Poiché in quest'occasione si indossano maschere con le sembianze dei volti delle nostre quattro divinità, è divenuta usanza creare ciascuno da sé la propria maschera per il Carnevale del Tempo.
Per buon auspicio, un uomo e una donna che si sposano nel giorno del Carnevale si scambiano delle maschere come pegno del loro amore.
Alla vigilia della festa, viene aperto l'accesso al tetto della torre dell'orologio simbolo del Carnevale, che si trasforma in un santuario. Secondo le antiche tradizioni, il Carnevale del Tempo è una festa in cui si chiede un raccolto prospero in tutte le nostre quattro regioni cantando una speciale melodia di preghiera e officiando cerimonie in cui si invocano gli dèi.

Questa storia risale al tempo in cui i popoli non vivevano ancora divisi in quattro mondi. Allora tra la gente vivevano anche quattro giganti. Durante una festa per la celebrazione della prosperità, i giganti dissero alla gente:
"Noi continueremo a vegliare su di voi nel nostro letargo.

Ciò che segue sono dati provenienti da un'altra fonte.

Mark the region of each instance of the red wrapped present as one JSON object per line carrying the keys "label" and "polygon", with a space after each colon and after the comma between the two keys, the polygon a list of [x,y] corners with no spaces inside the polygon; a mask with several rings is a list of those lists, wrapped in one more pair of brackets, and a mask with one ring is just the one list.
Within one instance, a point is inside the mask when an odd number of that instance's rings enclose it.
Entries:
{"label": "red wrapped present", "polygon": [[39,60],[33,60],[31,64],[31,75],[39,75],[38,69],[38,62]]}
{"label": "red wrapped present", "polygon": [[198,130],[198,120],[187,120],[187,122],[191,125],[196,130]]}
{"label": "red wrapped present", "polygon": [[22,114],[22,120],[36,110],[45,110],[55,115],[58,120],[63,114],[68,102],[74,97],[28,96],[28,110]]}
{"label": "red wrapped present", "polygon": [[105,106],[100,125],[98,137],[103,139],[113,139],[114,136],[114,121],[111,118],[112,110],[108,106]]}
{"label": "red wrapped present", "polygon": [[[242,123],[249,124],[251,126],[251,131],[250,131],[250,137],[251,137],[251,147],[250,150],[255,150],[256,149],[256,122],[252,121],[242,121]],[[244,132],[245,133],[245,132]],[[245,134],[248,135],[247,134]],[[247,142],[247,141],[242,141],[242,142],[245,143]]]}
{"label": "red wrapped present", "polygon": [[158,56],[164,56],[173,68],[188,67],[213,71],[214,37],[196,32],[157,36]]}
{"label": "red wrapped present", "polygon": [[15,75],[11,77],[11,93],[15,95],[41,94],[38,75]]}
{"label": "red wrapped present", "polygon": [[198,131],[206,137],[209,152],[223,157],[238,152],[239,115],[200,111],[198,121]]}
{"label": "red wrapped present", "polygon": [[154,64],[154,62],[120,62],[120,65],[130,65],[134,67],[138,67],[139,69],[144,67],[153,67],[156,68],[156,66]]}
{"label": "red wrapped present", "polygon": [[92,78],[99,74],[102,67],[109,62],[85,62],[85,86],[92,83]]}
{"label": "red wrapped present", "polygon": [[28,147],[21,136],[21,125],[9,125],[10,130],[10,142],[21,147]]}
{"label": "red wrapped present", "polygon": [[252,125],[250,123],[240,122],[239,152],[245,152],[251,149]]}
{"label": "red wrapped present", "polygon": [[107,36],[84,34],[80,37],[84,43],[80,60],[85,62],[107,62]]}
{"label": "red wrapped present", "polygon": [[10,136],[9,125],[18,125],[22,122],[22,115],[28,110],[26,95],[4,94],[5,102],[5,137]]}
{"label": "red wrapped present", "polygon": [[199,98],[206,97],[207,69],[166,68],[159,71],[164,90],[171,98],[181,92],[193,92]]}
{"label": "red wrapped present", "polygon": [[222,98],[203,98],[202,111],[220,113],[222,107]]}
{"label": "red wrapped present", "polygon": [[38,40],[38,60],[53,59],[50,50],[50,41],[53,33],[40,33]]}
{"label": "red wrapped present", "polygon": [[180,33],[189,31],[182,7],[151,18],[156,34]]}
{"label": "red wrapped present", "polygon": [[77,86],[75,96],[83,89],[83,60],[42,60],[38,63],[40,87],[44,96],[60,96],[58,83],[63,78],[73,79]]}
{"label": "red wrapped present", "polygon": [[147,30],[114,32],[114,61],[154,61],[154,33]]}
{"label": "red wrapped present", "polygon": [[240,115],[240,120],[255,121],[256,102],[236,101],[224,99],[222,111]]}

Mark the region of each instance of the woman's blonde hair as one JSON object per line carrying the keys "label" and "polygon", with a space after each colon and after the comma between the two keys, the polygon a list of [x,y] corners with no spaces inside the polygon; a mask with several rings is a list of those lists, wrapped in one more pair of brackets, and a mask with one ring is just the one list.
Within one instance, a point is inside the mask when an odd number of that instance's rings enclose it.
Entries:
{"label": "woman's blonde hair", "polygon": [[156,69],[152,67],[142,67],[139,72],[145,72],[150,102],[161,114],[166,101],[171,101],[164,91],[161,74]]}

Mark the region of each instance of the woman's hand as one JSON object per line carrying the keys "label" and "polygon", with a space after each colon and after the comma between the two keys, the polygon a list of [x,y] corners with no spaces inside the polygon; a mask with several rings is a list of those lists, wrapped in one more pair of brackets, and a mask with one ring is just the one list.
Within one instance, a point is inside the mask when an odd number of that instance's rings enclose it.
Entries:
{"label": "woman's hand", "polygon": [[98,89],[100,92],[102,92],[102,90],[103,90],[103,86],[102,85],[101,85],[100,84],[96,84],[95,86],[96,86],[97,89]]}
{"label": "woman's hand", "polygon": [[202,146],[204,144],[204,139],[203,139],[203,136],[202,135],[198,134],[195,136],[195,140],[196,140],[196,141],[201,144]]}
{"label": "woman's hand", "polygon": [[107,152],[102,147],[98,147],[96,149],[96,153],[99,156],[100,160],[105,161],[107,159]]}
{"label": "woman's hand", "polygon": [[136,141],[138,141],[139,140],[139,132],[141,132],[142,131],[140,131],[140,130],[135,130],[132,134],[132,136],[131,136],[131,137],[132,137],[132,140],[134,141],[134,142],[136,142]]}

Ci ritireremo cento passi a est, cento passi a ovest,
cento passi a nord e cento passi a sud.
Se dovesse accadervi qualcosa, chiamateci a gran voce, ad esempio dicendo 'una tormenta di neve sui monti ci ha intrappolato' o 'le onde stanno inghiottendo le nostre case'. Il vostro grido ci giungerà..."
In tutto questo, un piccolo demone, udite quelle parole, ne restò allibito e ne sofferse molto. Era stato amico dei giganti da prima che la terra venisse creata.
"Perché ve ne andate?!
Perché non restate con me?!"
La sua rabbia infantile allargò la sua ombra su tutti i quattro mondi: il piccolo demone cominciò, ripetutamente, a tormentare la gente con i suoi dispetti.
Arrivati al limite della sopportazione, i popoli innalzarono un canto di preghiera, al cui suono i giganti risposero rimproverando il demone:
"Demonietto, demonietto,
noi siamo i protettori della gente.
Tu hai fatto soffrire le persone,
perciò lascia questi mondi, demonietto,
altrimenti, in nome dei nostri protetti, ti faremo a pezzi!"
Il piccolo demone, triste ed atterrito, si rese conto di aver perso i suoi amici d'infanzia.
Ritornò in cielo, e così la pace e l'armonia furono ristabilite.
La gente, colma di gioia, venerò i quattro giganti come dèi, e così vissero tutti per sempre felici e contenti.